What do we have to look at the label of a yogurt to know how much sugar it has?  We will discover how to know it easily so that you can choose the one that has the least.

Do you like yogurt and you don’t know which one to choose when you go to the supermarket, because you would like to always choose the most nutritious and healthy ones? And, if so, in reality, it is relatively easy to go to the shelf of the refrigerator and go only to those yogurts and dairy products that may be suitable. But what about its sugar content? Before, to know it, you have to know what you should look for to achieve it.

Although it is true that yesterday many people have been alarmed to discover the incredible amount of sugar in most yogurts that we find on the shelves of supermarkets, unfortunately nothing has been discovered that was not known.

In other words, the publication of the British study (in which the sugar content of nearly 900 yogurts has been analyzed) has helped to make something more publicly visible that many nutritionists in our country had been criticizing for years: excess sugar of many foods and food products, among which are -also- yogurts.

Specifically, we have learned that of the 900 yogurts and assimilates analyzed by British researchers, only 9% were low in sugar, so that the vast majority “are extremely sugary. ” But the alarm is even greater if we take into account the sugar content of infant yogurts: only 2 of the 100 infant yogurts analyzed had less than 5 grams per 100 grams of product.

What to look for when you want to buy healthy yogurts:

It is true that, sometimes, just looking at the labeling of the yogurt container would be enough to discover whether or not it is healthy. For example, this is the case with any yogurt that is not natural. But without being strict, we can say that all those yogurts that are flavored, sugary, fruit or cereal, will usually contain a high amount of sugars.

However, we can delve a little deeper and read the list of ingredients with which it has been made. If it contains the word “sugar” or “sweeteners” it is best to put it back on the refrigerator shelf.

But the most appropriate thing is always to analyze the nutritional labeling of the product, where you will know how much it provides of proteins, carbohydrates, fats, vitamins and minerals. Once you have it in your hands you should look at the section ‘carbohydrates, of which sugars’. If per 100 grams of product it exceeds 5.0 grams of sugars, then it is not such a suitable option.

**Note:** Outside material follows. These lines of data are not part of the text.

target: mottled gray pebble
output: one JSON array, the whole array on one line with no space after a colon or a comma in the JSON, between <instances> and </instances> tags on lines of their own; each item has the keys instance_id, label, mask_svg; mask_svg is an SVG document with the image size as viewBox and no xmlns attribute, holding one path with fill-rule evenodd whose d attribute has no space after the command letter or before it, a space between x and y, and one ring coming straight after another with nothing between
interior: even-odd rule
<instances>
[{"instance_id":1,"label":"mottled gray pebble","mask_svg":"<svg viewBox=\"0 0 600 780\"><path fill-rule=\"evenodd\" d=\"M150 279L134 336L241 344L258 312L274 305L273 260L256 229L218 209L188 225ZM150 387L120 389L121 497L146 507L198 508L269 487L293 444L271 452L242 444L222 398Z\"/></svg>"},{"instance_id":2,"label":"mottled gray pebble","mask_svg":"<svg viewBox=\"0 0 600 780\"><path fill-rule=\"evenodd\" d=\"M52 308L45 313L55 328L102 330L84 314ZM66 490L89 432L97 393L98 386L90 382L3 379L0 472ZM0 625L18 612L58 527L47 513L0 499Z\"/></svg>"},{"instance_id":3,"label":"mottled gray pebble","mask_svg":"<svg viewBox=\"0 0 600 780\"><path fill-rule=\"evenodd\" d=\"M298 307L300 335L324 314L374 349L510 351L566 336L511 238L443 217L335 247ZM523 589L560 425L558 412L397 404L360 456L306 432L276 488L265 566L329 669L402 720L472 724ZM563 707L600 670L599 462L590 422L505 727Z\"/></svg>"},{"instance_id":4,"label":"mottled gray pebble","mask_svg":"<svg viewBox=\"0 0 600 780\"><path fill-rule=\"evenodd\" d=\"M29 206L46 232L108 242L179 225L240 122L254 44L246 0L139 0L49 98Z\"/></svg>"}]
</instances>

Therefore, any yogurt that exceeds 5 grams of sugar per 100 grams of product is already exceeding the recommended. In the specific example that we discussed in the previous image, the product shown exceeds the recommended amount of sugar: it provides 13.3 grams of sugar, originally 16.6 grams for the 125 grams that the container has (and that you would end up eating after all).

Any yogurt that exceeds 5 grams of sugar per 100 grams of product is not suitable.

The same happens with organic or organic yogurts, since because they are bio they do not mean that they cannot contain a high amount of sugar in their composition. In these cases, too, it is necessary to see its list of ingredients and its nutritional labeling.

In what other ways can we find sugar in yogurt?

As we mentioned, it is quite possible that you will not only find the word “sugar” in the list of ingredients of yogurt, which can lead you to error and think that because it does not contain “sugar” then it will be free of sweeteners and will be more healthy.

You should discard any yogurt that contains any of the following ingredients: dextrose, sucrose, glucose, fructose, honey, invert sugar, corn syrup, cane syrup, sucrose, maltose, caramel…

What are the yogurts that you should avoid when you go to the supermarket?

If you are concerned about your health, and that of your children, and you want to opt for nutritious yogurts that are truly adequate in terms of their sugar content, here are the ones you should avoid when you go to the supermarket:

  • Flavored yogurts.
  • Flavored yogurts.
  • Yogurts with fruits.
  • Cereal yogurts.
  • Bifidus type yogurts.
  • Flavored, flavored and / or fruit soy yogurts.
  • Flavored, flavored and / or fruit oatmeal yogurts.
  • Petit Suisse.
  • Other dairy products that are not yogurts: custards, mousses …

You should also pay attention to those yogurts that are organic or organic, as we mentioned in a previous section. We tend to think that they are healthier for the mere fact of being organic, but the reality is quite different: we also have to look at their labeling to find out how much sugar and fat they provide, and above all, with what ingredients they have been made.